La vie du poète est une vie de nomade. Une vie qui se laisse guider par les chemins avec pour ultime but la recherche d’une liberté. Une liberté certes mais pas n’importe laquelle, pas celle qui mène à l’oisiveté détachée de toute réalité mais celle exigeante qui le rapproche de la nature, de ses convictions d’être humain, de la conscience qui le révèle à lui-même. Car le poète, Robert Walser au gré de cette mosaïque qu’on devine presque autobiographique a totalement compris les conséquences directes et les exigences liées à d’une telle vie: intégrité, rigueur, solitude, mise en marge de la société qui ne peut supporter qu’on questionne ses fondements. Car un des rôles du poète est justement la remise en question perpétuelle des structures, des idiomes et des lois de la société établie et bourgeoise qui au contraire du poète ne voyage pas, ne découvre pas, ne rêve pas et n’invente rien.

Chaque nouvelle surprend par son rythme, ses évocations sublimes de la nature telle que le marcheur la rencontre, ses tournures amusées, ses légères ironies joyeuses. Si des thèmes reviennent et harmonisent entre elles les nouvelles, Robert Walser leur rajoute à chacune l’ingrédient magique et souvent original qui fait basculer le lecteur au-delà d’une réalité tout en simplicité et pureté vers une recherche plus profonde d’une autre réalité. Réalité poétique, réalité excentrique à porté d’âme.

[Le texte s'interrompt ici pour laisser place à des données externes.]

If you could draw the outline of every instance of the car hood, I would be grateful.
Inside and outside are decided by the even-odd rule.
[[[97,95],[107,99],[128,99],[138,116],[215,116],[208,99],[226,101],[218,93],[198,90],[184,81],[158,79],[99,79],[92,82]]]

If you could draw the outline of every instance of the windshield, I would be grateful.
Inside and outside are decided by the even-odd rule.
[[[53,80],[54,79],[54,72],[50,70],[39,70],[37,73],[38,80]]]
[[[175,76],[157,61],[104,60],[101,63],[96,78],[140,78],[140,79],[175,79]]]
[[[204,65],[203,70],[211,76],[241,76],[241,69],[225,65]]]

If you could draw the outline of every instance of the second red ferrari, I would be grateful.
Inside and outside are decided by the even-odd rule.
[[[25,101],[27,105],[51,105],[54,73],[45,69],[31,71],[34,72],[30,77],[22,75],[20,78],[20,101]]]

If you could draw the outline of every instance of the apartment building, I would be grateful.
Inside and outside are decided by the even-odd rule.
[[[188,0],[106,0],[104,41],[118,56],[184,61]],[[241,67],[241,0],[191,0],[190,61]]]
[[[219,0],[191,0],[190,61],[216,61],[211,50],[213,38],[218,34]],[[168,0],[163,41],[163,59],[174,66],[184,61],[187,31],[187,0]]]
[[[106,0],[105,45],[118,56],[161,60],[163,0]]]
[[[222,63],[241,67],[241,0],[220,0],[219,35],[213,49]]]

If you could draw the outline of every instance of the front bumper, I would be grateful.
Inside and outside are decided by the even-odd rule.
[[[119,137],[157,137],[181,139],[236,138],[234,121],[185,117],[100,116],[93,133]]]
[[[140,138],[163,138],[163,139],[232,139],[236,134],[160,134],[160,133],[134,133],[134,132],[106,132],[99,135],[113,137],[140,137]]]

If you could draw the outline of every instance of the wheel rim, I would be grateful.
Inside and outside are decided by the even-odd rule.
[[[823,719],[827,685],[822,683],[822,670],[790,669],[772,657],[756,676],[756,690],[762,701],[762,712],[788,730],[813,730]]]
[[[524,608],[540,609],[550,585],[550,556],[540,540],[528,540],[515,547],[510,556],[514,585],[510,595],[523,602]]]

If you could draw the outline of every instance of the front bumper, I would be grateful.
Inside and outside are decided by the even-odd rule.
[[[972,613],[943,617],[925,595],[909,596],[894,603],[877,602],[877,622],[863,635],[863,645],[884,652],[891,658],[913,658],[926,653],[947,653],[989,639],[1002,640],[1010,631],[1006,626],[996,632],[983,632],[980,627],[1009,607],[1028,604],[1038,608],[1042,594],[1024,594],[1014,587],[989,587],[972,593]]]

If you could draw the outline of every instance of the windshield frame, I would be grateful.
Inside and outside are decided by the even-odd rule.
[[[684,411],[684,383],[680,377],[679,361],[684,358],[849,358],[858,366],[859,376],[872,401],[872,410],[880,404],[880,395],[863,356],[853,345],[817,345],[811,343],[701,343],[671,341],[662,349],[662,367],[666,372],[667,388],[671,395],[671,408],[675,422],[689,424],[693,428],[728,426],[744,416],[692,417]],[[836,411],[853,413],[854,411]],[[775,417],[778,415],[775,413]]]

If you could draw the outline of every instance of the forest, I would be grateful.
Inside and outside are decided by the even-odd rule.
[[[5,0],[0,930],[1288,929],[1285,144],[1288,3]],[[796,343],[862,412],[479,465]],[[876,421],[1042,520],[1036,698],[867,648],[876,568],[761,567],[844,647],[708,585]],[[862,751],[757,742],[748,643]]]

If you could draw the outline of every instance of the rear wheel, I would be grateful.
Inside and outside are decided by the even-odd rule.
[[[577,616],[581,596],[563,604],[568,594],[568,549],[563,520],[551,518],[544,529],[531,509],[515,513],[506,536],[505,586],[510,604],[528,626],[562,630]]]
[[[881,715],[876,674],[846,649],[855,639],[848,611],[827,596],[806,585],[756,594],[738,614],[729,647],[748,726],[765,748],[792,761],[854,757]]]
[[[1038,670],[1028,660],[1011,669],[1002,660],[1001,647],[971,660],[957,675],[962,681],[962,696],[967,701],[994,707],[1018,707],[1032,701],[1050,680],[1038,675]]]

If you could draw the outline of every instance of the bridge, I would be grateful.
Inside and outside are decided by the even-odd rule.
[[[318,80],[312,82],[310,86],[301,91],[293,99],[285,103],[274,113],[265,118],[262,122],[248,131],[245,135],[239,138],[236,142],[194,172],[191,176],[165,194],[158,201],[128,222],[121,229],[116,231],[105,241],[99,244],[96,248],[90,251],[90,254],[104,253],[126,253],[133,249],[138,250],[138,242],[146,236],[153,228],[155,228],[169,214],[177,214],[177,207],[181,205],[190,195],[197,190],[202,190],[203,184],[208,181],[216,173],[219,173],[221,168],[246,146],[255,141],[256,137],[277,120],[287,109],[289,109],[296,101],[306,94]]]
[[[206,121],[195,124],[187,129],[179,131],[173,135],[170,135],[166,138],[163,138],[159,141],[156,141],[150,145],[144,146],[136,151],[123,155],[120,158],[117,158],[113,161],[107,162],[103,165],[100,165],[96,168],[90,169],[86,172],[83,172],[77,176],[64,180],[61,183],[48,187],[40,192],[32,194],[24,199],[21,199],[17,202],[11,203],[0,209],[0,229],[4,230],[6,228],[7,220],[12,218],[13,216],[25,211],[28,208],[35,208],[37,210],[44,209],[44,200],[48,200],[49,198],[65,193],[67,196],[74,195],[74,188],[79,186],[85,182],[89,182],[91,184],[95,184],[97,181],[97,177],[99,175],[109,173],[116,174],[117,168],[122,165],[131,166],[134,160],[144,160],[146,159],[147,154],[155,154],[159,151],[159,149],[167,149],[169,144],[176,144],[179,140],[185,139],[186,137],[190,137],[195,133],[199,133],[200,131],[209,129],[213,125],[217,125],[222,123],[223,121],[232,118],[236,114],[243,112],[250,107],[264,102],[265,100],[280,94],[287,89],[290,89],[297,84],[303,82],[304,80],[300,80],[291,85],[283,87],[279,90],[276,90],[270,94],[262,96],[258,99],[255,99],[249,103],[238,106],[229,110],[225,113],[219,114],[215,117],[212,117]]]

Ce livre est intéressant pour les aspects que je viens d’évoquer mais aussi

pour rappeler aux auteurs trop vaniteux et empressés de se voir récompensés par la critique et les prix que le poète est avant tout un homme démuni, humble, pauvre, sauvage dans le sens où rien ne le domestique, rien ne le rend satisfait. Car il a conscience que jamais, il ne sera en mesure de posséder comme on possède un trésor ce à quoi il consacre sa vie loin des sentiers battus. Il se place en porte-à-faux. Il avance parmi des hommes qui ne le reconnaissent pas et ne veulent pas entendre parler du futur qu’il annonce. La conscience et la lucidité acquises au gré des errances du poète Robert Walser consacrent la vie dans ce qu’elle a de plus instantané, de plus pur et de plus naturel mais aussi la fragilisent car elles le font souffrir à cet endroit rendu sensible qu’il partage avec le restant des hommes dans les confins impossibles et inaccessibles à l’existence. Un questionnement ultime reste sans solution, sans réponse, en suspens. La promenade comme le poème et le cosmos qu’il contient ne se trouve pas de fin.